Australia’s August PMI data showed a concerning decline across sectors. The Manufacturing PMI slightly decreased from 49.6 to 49.4, while Services PMI dropped to a 19-month low of 46.7. Composite PMI, reflecting both sectors, also declined to a 19-month low of 47.1.
Warren Hogan, Chief Economic Advisor at Judo Bank, drew attention to the employment sector’s resilience. He noted, “Despite weakening PMI figures, the employment index remains positive, indicating robust labour demand across both manufacturing and services.”
With businesses maintaining optimism, they might resist workforce reductions even amidst economic slowdowns. “As aggregate demand is supported by ongoing employment growth… it might mean a further substantial lift in interest rates could be required at some stage in the next 6-12 months,” he added.

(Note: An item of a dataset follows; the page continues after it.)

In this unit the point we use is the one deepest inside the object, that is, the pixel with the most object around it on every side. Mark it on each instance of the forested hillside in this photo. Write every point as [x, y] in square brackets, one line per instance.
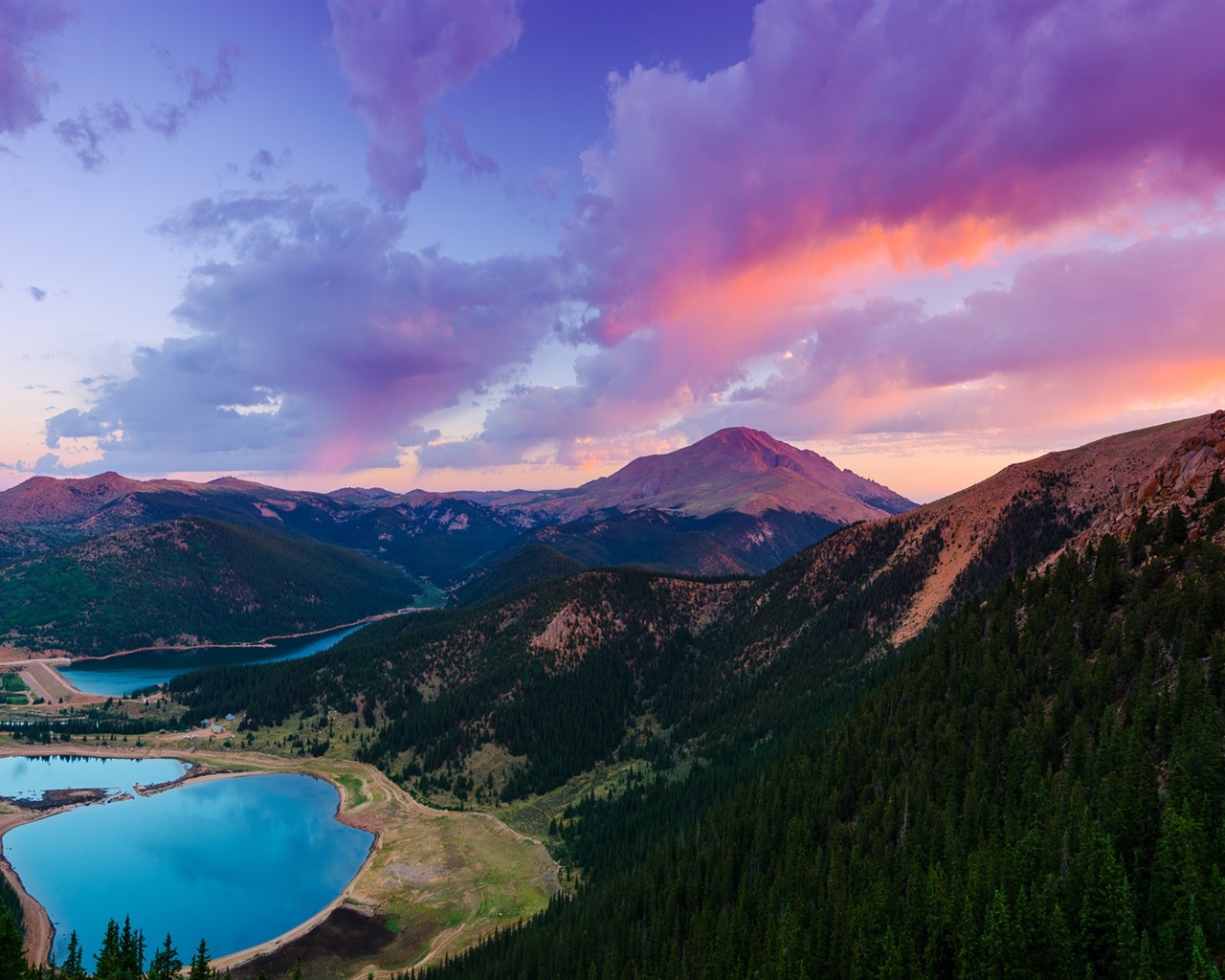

Inflation remains a key concern. After 2022 disinflation trend, 2023 has shown a halt in the falling price indexes. The current data suggests an inflation rate of about 4%, overshooting the RBA’s 2-3% target range.
Hogan also noted wage growth concerns. Even with modest official growth figures, he cautioned that wage pressures might exceed RBA’s forecasted 4% annual growth for 2023. “This may mean firm tightening bias to the RBA’s policy deliberations for the rest of the year.”